Breakthrough in superconducting technology: Physicists directly observe zero-magnetic field paired density waves for the first time

In the field of superconductivity - a phenomenon in which electrons can flow through materials with essentially zero resistance - the most important goal is a superconductor that can operate at everyday temperatures and pressures. This material could revolutionize modern life. But currently, even the "high-temperature" (high-temperature) superconductors that have been discovered must be kept very cold to function because such conditions are too cold for most applications.

Scientists still have a lot to learn before room-temperature superconductivity can be achieved, largely because superconductors are highly complex materials whose magnetic and electronic states are intertwined and sometimes competing with each other. These different states or stages can be difficult to sort out and explain.

One of these states is an alternating superconducting state of matter called a paired density wave (PDW), which is characterized by coupled electron pairs in constant motion. Until now, PDWs have been thought to arise only when superconductors are exposed to large magnetic fields.

Brookhaven Laboratory research team members (left to right) Raymond Blackwell, He Chao and Kazuhiro Fujita. Image source: Brookhaven National Laboratory

Recently, researchers at the U.S. Department of Energy's Brookhaven National Laboratory, Columbia University, and Japan's Advanced Institute of Industrial Technology directly observed PDWs in iron-based superconducting materials without a magnetic field. They describe their findings in the June 28, 2023, online edition of the journal Nature.

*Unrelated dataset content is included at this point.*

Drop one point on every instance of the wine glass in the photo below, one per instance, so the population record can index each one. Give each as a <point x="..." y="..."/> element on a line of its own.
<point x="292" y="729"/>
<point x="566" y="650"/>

"Researchers in our field have speculated that PDWs may exist independently, but the evidence is murky at best," said Brookhaven physicist Kazuhiro Fujita, who was involved in the study. "This iron-based superconductor is the first with clear evidence of zero-magnetic field PDWs." materials. This is an exciting result that opens up new potential avenues for superconducting research and discovery.”

This material, the iron phosphide EuRbFe4As4 (Eu-1144), has a layered crystal structure and is also remarkable because it naturally exhibits superconductivity and ferromagnetism. This unusual dual identity initially attracted the group to the material and guided their research.

"We wanted to understand if this magnetism is related to superconductivity? In general, superconductors are destabilized by magnetic order, so when superconductivity and magnetism are both present in a single compound, it was interesting to see how the two coexist. Very interesting," said physicist Abhay Pasupathy, one of the paper's co-authors. Affiliated with Brookhaven and Columbia Universities. "It's conceivable that these two phenomena existed in different parts of the compound and were unrelated to each other. But instead, we found a wonderful connection between the two."

Pasupathy and colleagues studied Eu-1144 using a state-of-the-art spectral imaging scanning tunneling microscope (SI-STM) at Brookhaven's Ultralow Vibration Laboratory.

"As the voltage between the tip and the surface changes, the microscope measures the number of electrons traveling back and forth between the sample surface and the SI-STM tip at specific locations in the material's 'channel,'" Fujita said. "These measurements allow us to create sample crystals." A graph of the lattice and the number of electrons of different energies at each atomic position.”

They measured the sample as the temperature increased, passing two critical points: the magnetic temperature, below which the material behaves ferromagnetically, and the superconducting temperature, below which the material is able to carry electrical current with zero resistance. ).

Below the sample's critical superconducting temperature, the measurements showed gaps in the electron spectrum. This gap is an important signature because its size corresponds to the energy required to break apart the electron pairs that carry the superconducting current. The modulation of the gap reveals changes in the electron binding energy, which oscillates between a minimum and a maximum. These energy gap modulations are direct characteristics of PDWs.

The discovery points researchers in some new directions, such as trying to reproduce the phenomenon in other materials. Other aspects of PDWs can also be studied, such as attempts to indirectly detect the motion of electron pairs through features revealed in other properties of the material.